Cloud makes the most economic sense for variable workloads, development and test environments, applications that need geographic distribution, and organizations that genuinely can't predict capacity requirements. It's the wrong answer — at least at hyperscaler pricing — for predictable, steady-state workloads that could be rightsized and owned.
The right question isn't "on-premises or cloud." It's which workloads belong where, under what model, and at what cost — compared against real market alternatives, not just what the vendor pitching you would prefer.
The Hyperscaler Commercial Reality
Understanding cloud computing requires understanding that three providers — AWS, Azure, and Google Cloud — control the majority of the market. This concentration creates commercial dynamics that differ from virtually every other technology category.
Hyperscaler pricing is published list pricing. It's also a ceiling, not a floor, for organizations above a certain scale. Enterprise Discount Programs, committed use discounts, reserved instances, savings plans, and private pricing agreements all exist — but the terms, qualification thresholds, and negotiation levers are opaque to buyers without independent market data. An organization negotiating directly against published pricing, without benchmarks from comparable engagements, is negotiating blind.
Commitment structures are the most consequential commercial decision in a cloud engagement. Reserved instances and savings plans offer significant discounts in exchange for one- or three-year usage commitments. The discount is real. The risk is committing to capacity projections that don't hold — which produces either underutilization you've already paid for or overages you didn't budget for. Getting commitment sizing right requires independent usage modeling, not the hyperscaler's preferred configuration.
Egress fees are the cost that appears after the decision is made. Moving data out of a cloud provider's environment — to another provider, back on-premises, or to end users in certain configurations — incurs charges that were typically not prominent in the sales conversation. For data-intensive workloads, egress costs can materially change the economics of a cloud deployment.
Contract terms in hyperscaler agreements are not negotiated the way enterprise software contracts are. The standard agreements are largely non-negotiable at small scale. At enterprise scale, more is possible — but only if you know what to ask for, and only with leverage that comes from having real alternatives documented.

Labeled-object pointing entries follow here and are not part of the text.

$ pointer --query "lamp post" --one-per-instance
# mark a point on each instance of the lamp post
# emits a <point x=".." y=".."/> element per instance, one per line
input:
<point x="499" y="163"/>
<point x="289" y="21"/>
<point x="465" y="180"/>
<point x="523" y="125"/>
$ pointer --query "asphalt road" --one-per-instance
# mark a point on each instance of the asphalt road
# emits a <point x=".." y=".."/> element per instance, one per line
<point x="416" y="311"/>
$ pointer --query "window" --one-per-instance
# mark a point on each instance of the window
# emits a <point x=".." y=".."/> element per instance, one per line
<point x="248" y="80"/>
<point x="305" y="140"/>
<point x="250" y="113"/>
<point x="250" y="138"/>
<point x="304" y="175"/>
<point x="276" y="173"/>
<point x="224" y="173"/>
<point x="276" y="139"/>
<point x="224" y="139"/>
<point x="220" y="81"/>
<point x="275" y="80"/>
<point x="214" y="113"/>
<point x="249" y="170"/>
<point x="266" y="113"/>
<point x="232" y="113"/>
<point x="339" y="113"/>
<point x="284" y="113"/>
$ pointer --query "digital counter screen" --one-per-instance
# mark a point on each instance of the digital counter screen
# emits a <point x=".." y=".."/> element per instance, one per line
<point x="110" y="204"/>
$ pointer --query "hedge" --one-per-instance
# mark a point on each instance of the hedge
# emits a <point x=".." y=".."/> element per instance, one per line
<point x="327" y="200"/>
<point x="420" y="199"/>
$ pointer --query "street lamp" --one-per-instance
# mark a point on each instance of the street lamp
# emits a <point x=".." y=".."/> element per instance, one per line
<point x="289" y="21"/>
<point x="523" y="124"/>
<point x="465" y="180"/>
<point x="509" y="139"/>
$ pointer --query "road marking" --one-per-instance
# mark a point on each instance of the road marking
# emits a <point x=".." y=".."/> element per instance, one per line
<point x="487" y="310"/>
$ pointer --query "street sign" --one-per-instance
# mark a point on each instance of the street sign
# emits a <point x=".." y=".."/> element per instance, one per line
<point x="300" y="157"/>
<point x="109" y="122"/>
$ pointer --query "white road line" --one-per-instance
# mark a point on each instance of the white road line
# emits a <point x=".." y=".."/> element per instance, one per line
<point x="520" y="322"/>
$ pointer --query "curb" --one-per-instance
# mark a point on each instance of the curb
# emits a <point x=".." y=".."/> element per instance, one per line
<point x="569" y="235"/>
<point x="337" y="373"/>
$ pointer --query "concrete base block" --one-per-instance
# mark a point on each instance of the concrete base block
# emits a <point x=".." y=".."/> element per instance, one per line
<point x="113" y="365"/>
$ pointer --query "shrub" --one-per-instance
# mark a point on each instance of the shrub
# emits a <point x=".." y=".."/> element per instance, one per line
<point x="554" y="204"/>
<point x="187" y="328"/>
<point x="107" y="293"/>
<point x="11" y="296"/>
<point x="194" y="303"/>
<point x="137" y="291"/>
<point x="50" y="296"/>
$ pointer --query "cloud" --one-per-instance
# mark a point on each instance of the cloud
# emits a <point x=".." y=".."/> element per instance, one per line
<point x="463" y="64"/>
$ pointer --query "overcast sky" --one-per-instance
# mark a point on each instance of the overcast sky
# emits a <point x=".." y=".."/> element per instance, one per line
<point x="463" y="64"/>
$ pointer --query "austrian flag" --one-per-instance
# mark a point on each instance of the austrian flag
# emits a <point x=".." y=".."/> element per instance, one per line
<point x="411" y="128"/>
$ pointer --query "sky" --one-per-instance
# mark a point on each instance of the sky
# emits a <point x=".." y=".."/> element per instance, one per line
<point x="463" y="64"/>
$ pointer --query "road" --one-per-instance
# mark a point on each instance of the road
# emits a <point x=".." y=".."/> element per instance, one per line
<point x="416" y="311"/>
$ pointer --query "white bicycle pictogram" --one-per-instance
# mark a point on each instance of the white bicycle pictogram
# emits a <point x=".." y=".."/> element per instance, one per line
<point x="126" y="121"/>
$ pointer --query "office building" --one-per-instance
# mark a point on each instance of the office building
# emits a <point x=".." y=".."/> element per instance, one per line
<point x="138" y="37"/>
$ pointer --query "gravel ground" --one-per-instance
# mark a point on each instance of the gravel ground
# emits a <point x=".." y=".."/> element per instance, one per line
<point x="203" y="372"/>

What Most Cloud Conversations Leave Out
Vendor pitches focus on what cloud does well. A few things that don't get equal airtime:
The total cost of migration is almost always underestimated. The hyperscaler's migration tooling is designed to reduce friction on the way in. It's not designed to surface the full cost of moving — replatforming applications, retraining staff, establishing governance frameworks, and managing a parallel environment during transition. Lift-and-shift migrations that appear cost-neutral often surface unexpected complexity once workloads are actually running in cloud.
Multi-cloud is harder than it sounds. The theoretical benefits of multi-cloud — avoiding lock-in, optimizing by workload, building redundancy — are real. The operational reality of managing security posture, identity, networking, and cost governance across two or three hyperscalers simultaneously requires tooling, processes, and expertise that most mid-market IT teams don't have. Vendors who pitch multi-cloud as a straightforward lock-in mitigation strategy are describing the goal, not the work required to get there.
Governance doesn't build itself. Cloud's elasticity is also a governance problem. Resources provisioned without tagging policies, environments that sprawl without ownership, and spend that accumulates without visibility are among the most common cloud maturity failures. Organizations that haven't designed cost governance, security controls, and resource lifecycle management before migration spend the following 12–18 months trying to impose them retroactively.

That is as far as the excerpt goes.